Try to be as creative as possible! The towers can be destroyed, alliances can be formed, minions can be recruited and sent to die, and bloody clowns can be the protagonists of a great battle in which no clear victor shall arise. You know, it is not called 'Unending' just because.
So, it is brother against brother and brother against sister and sister against brother an....uh...you get the point.
- 461 Replies
Y so mch hate fo' mi???
I retreat with my vanguard to safety. And yea, my army is dead.
Nerdsoft, nexo, my i have refuge at your base?
Oops... not from you mallow geek...
Excuse me? Were it not for my watermelon rinds, you'd be dead. No gratitude? Okay. I remove the rinds and leave you to be carpet bombed by the C.C.C.C.C.C.C.C.C.C.C.C.'s military.

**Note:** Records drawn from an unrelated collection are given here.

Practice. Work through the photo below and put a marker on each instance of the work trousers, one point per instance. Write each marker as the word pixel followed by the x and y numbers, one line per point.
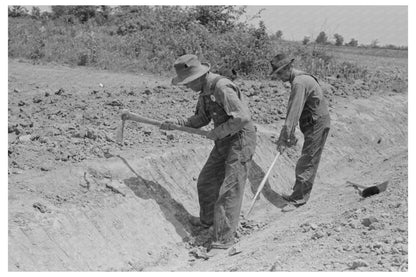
pixel 221 183
pixel 315 135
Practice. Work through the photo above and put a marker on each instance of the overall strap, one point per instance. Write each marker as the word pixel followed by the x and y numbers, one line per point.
pixel 214 84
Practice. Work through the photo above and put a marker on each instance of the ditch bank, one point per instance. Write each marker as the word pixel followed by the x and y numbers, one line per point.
pixel 129 212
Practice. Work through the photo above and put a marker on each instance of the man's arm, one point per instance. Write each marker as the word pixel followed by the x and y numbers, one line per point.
pixel 294 110
pixel 200 118
pixel 234 107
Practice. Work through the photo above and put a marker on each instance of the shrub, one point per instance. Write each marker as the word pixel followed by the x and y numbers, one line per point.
pixel 322 38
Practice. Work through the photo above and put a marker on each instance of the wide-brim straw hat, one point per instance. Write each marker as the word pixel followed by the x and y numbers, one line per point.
pixel 279 62
pixel 188 68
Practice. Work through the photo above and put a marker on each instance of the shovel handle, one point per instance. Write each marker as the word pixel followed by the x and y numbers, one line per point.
pixel 126 115
pixel 262 184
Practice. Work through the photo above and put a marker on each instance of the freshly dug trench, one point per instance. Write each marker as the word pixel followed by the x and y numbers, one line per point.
pixel 129 213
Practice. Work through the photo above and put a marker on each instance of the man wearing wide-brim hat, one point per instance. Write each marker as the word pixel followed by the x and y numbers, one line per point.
pixel 221 182
pixel 307 106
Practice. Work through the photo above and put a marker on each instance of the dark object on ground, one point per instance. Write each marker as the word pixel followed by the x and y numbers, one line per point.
pixel 369 191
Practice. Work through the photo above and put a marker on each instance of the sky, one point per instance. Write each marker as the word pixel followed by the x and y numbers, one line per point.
pixel 386 24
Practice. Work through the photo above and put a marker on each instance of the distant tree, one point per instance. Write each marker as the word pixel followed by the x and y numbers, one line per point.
pixel 339 40
pixel 278 35
pixel 306 40
pixel 218 18
pixel 17 11
pixel 353 42
pixel 322 38
pixel 35 13
pixel 374 43
pixel 79 13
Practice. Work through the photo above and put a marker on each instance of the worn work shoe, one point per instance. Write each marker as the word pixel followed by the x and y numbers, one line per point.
pixel 289 208
pixel 195 221
pixel 292 205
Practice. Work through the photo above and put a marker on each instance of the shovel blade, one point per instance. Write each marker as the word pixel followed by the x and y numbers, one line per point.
pixel 375 189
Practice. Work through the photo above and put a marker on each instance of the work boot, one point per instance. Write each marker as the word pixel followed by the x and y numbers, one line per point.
pixel 195 221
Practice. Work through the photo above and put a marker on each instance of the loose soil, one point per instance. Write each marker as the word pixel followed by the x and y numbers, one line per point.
pixel 78 201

I create my new tower, and begin recruiting peolpe to join. I train 10 of them to be Forest wizards, and I train the other 10 to be Forest rangers. I ask the wizards to begin creating and growing a large jungle, that won't be ready for a while.
I introduce new strains of fruit to your forests and water them with juice, forging an alliance between us as I close the hole in my shield that allowed me to send out the airships during a carpet bombing. But not before pulling my aero-tower out of the battlefield!
I thank you for the fruit, and name them Nerd Softberries. I create a new fruit while I curse the forest with my wizards to only allow people who eat the fruit to enter the forest. I then deliver some of both fruit to Nerdsoft.
Huzzah! I eat the fruit and cultivate a few patches of it, then put down patches of Magic's forest-stuff around my juice-lake. I also create a sticky fruit-juice cloud that stops the bombers from flying near our towers, thus negating the need for such things as watermelon rinds. For the first time in a while, my people see real sunlight!
My foroest is finally completed, and I send out my Forest Rangers to start recruiting able fighters. I begin building a town within the jungle with my wizards, creating a hollow but massive tree for the wizards to work in. I have now set up a facility, which creates and sells fruit.
.... But what if someone rains some FIRE over your heads?
I rain some enchanted fire which can't be put out so easily (with the help of my apprentices that are arch wizards now).
I also resurrect Danielo in the form of a devil (practically Danielo's soul in a powerful devil body. And I'm not telling you where I got the devil...shhh).
I force-feed your devil fruit, taking it over (and freeing danielo's soul), then turn my fruit-devils against your demon army and douse the forests and buildings with Nerd-softberry juice. The fire can't easily be put out... but it can't light anything on fire, either.
Our demons locked in battle, my airship fleet takes on its fourth real assignment (after mocking Nilo, drowning danielo and dousing Magic and I): bombard neo's wizard tower!
I sit atop my tower enjoying myself with popcorn as I watch the others wage war among themselves.
Bah! I blast your roof in with more mocking cucumbers!
I walk downstairs and simply watch the carnage from a window with a fold-up chair.
Grr... but your city is doused in high-fructose apple juice. So... your chairs are all sticky! Muahahahahaa!